Film o Beacie Kozidrak jednak powstanie? Producent zabrał głos
Zdaniem producenta Leszka Bodzaka informacje o zawieszeniu prac nad filmem o Beacie Kozidrak są nieprawdziwe. "Reżyser nie udzielał żadnego wywiadu" - napisał.
Po tym, jak Beata Kozidrak została przyłapana na jeździe autem pod wpływem alkoholu, pojawiły się plotki o wstrzymaniu prac nad filmem o życiu artystki. Wtedy każda ze stron dementowała spekulacje. Ale teraz dwutygodnik "Party" doniósł, że jednak plotki się potwierdziły. - Projekt jest w zawieszeniu, bo po zatrzymaniu przez policję aura wokół Beaty Kozidrak jest niesprzyjająca – miał powiedzieć w rozmowie z magazynem Piotr Domalewski.
Według ustaleń dwutygodnika bohaterkę i twórców najprawdopodobniej poróżniła zmiana koncepcji forsowana przez reżysera.
Teraz jednak producent filmu Leszek Bodzak zabrał głos. Z jego wpisu opublikowanego na Facebooku wynika, że prace nad filmem nadal trwają, a informacje opublikowane przez "Party" są nieprawdziwe.
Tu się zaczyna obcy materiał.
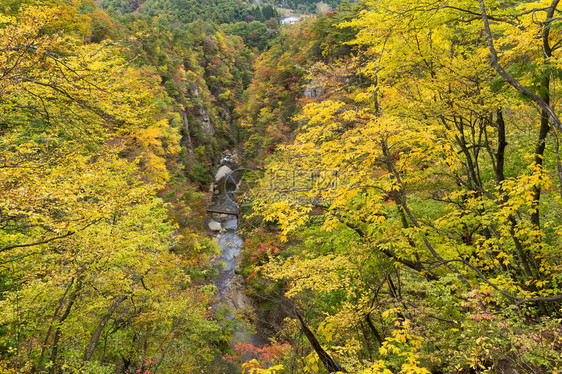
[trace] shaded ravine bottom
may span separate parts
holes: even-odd
[[[226,306],[231,310],[228,319],[235,321],[239,313],[251,312],[253,310],[252,301],[244,293],[246,282],[244,278],[236,274],[238,267],[237,257],[242,251],[244,240],[236,233],[238,228],[238,218],[235,215],[223,215],[214,218],[221,223],[221,232],[215,236],[218,246],[221,248],[219,262],[224,264],[224,268],[219,270],[215,280],[217,286],[218,304]],[[263,346],[266,340],[255,332],[255,327],[244,324],[243,321],[235,323],[232,344],[250,343],[257,347]]]
[[[224,169],[227,169],[230,173],[224,173]],[[232,169],[235,168],[232,167]],[[255,308],[252,300],[244,293],[245,279],[236,274],[238,256],[242,251],[244,240],[236,232],[238,230],[238,215],[228,214],[228,212],[238,213],[238,205],[233,194],[237,188],[237,176],[236,172],[232,172],[232,169],[225,167],[223,164],[217,172],[211,191],[213,201],[212,206],[208,209],[208,226],[213,232],[213,239],[221,249],[221,254],[217,259],[219,271],[214,281],[217,287],[215,307],[227,310],[223,328],[233,332],[229,344],[235,350],[236,346],[240,344],[262,347],[267,343],[267,340],[256,332],[256,326],[251,321],[252,318],[240,318],[251,316]],[[247,354],[242,357],[243,361],[252,358],[256,357]],[[221,367],[217,373],[239,372],[235,369],[236,365],[228,365],[222,357],[217,357],[215,363]]]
"Oświadczenie ws. kolejnego fake newsa" - zaczął swój wpis, po czym kontynuował: "Powiem tylko tak - w imieniu swoim, Aurum Film i Piotra Domalewskiego informuję, że produkcja filmu o Beacie Kozidrak nie została wstrzymana. Co więcej, Piotr Domalewski ani nie udzielał, ani nie autoryzował nikomu żadnego wywiadu w tej sprawie. Jako producenci na pewno byśmy o tym wiedzieli. Wszystkie 'wstrząsające' newsy podane dziś w tej sprawie są kompletnie nieprawdziwe".